Okay, so I freely admit that timing is everything. Maybe I shouldn’t have asked Banker Husband to rate me while he was playing Modern Warfare. Between shootings, he asked my why on earth I would want him to do that. “That would just potentially cause hurt feelings,” he added. I then asked him why I would have hurt feelings because I was sure to get a good rating. Or (horrors!), were my feelings going to get hurt because I am not making the grade? Either way, this wasn’t going the way I expected.
In the end, I got an “8”. Just because no one is perfect. Except for my mother-in-law (who, by the by, I dearly love, but don’t want to be compared to).
You can imagine where this is going.
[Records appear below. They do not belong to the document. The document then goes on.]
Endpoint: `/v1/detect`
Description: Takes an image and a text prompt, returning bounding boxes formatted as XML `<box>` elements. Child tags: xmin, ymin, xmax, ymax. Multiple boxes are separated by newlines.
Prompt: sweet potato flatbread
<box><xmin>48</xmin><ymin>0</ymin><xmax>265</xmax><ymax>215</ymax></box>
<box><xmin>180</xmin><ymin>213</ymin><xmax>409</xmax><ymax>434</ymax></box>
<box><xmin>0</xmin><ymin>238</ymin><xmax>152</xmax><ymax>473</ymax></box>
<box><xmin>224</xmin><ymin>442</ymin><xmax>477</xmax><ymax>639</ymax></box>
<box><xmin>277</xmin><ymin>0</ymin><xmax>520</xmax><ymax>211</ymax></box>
Being relentlessly persistent (okay, another point off), I asked for specific examples, of which I received zero. Not even a “your chicken pot pies suck”. So now I’m an “8” without a cause. I told him that I was soooooo blogging about him and left the room.
I reckon that an “8” is a “B”, in grade terms. It’s above average but not quite “A” material. Therefore, I am going to be the “8” that I am. I may plan dinner and it will be better than an average wife would make, but not gourmet. I may raise our children better than most women do, but I don’t need to be mother of the year. Those five pounds I’d like to shed? Well, that’s for a “9” or “10” wife, but I don’t need to worry about it any longer.